One recurring conversation I keep finding myself in at work and in my social circles is of people complaining about their paternal relatives. It’s either an entitled uncle or an aunt who’s hard to get along with. Or paternal relatives who have been visibly absent all through your life suddenly showing up and calling all the shots at your wedding or dictating burial rites. It seemed so repetitive that I began to ask people around me,
“which side of your family are you closer with?“
It almost always ended up with the maternal side as the answer. But why?
Why do we find it easier to get along with cousins, aunties and uncles from the mom’s side than the dad’s side? Why does it feel like it’s your maternal relatives who make more of an effort to be active in your life than your paternal side? Is this something that is more common with Nigerians? Are we taking the bible verse “for this reason, a man shall leave father and mother to cleave to his wife” a little too literally and not making attempts to build a relationship with the new nuclear family of male relatives?
It bothers me because I have a brother and someday I’m going to be the paternal relative in his children’s lives. I don’t want to be the reason they roll their eyes at family functions or complain about with their peers.

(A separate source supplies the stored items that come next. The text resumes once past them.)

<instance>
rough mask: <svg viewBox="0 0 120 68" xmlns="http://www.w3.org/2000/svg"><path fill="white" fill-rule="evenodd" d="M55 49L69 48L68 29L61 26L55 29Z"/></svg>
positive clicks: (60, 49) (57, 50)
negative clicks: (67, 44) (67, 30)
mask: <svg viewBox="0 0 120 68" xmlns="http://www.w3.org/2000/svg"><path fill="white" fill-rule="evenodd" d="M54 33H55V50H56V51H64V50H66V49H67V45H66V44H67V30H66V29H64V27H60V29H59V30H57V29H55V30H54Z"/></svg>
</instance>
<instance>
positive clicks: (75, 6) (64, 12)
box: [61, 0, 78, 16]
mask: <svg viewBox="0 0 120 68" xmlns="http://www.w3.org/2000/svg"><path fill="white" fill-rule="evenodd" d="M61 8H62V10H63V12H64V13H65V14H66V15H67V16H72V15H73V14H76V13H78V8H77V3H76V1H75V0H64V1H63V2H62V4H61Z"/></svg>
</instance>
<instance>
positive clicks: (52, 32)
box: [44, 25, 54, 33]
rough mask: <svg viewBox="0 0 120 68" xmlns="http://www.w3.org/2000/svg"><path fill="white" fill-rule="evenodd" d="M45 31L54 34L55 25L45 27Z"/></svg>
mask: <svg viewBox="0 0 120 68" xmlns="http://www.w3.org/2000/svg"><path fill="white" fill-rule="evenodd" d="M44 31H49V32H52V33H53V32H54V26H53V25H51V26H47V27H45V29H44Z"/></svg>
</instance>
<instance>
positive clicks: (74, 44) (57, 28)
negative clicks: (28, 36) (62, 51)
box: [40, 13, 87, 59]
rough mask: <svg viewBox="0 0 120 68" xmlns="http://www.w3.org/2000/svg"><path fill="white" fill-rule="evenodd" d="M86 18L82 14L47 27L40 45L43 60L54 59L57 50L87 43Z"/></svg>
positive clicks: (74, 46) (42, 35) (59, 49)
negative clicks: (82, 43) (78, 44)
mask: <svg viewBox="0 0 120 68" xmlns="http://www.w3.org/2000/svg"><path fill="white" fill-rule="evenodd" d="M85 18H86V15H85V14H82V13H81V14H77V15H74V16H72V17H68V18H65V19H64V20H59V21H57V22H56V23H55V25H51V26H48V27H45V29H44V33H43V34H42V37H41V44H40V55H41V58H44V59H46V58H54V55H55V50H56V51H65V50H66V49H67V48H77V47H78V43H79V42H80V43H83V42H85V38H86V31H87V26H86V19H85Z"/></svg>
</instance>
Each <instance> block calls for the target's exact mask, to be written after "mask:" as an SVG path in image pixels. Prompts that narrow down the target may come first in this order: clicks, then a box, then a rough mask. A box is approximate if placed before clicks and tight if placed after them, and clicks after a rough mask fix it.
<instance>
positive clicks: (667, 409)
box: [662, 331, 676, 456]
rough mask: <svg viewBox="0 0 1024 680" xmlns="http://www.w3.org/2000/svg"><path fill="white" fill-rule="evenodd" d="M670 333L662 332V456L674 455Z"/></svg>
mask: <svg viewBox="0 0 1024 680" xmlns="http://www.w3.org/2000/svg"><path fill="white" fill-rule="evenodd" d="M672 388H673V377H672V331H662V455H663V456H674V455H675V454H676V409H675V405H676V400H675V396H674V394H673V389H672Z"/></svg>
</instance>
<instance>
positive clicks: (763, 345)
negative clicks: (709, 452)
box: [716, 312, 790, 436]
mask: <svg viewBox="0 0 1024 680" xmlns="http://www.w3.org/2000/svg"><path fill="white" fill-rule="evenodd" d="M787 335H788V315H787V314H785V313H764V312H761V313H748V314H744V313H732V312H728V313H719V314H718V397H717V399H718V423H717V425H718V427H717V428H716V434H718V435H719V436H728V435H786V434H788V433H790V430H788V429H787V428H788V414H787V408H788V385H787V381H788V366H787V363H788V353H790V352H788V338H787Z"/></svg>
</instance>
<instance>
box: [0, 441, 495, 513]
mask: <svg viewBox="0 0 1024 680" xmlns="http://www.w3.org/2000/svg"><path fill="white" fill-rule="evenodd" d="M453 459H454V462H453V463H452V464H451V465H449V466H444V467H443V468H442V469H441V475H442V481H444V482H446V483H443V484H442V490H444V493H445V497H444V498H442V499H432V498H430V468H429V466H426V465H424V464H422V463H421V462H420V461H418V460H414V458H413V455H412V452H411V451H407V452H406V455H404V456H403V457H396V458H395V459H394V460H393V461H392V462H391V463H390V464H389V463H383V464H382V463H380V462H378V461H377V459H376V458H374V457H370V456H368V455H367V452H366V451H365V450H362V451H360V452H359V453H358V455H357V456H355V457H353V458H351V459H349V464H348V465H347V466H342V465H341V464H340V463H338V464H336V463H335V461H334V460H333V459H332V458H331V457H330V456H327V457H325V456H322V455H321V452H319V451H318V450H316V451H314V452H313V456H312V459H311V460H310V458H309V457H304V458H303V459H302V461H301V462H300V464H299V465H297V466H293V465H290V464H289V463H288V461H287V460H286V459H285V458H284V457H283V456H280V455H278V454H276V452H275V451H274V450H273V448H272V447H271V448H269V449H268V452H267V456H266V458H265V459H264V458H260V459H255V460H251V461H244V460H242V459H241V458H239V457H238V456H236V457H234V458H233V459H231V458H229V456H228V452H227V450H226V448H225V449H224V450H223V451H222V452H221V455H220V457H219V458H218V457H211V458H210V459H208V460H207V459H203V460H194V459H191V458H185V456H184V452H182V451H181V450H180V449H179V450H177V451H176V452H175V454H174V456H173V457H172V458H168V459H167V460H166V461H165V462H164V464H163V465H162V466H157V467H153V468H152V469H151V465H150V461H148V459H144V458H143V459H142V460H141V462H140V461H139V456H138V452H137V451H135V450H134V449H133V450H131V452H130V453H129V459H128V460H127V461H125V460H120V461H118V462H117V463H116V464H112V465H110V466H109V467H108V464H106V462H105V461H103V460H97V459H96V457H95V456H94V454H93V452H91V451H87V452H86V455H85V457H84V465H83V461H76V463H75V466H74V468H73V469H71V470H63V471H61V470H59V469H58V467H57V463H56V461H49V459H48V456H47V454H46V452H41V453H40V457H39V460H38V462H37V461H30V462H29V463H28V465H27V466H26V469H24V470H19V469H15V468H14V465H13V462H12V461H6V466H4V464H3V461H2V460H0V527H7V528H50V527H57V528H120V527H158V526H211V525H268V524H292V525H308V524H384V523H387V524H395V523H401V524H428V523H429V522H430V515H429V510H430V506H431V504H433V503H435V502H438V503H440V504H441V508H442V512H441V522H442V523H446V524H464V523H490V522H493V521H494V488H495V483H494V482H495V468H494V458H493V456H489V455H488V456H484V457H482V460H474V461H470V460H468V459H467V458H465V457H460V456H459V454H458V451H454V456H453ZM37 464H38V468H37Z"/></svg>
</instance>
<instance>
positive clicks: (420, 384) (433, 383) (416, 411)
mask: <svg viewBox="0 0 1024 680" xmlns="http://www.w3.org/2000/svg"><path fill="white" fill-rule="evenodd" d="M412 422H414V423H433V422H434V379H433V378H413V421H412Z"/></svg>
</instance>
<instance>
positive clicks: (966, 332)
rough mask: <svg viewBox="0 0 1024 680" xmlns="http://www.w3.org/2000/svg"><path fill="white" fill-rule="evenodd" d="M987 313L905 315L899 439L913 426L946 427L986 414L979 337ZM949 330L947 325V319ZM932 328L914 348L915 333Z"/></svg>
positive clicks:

Although if I am being fair, I feel like things are a little better in our generation. Because I’ve seen my friends who get along really well with their husband’s relatives. I’ve seen some of their kids have the cutest relationship with their paternal relatives and it warms my heart because maybe, just maybe this is not a pattern that will continue on in our generation. But I want to draw our attention to this cycle and I hope many of us would be intentional about not becoming the relatives that our kids would complain about.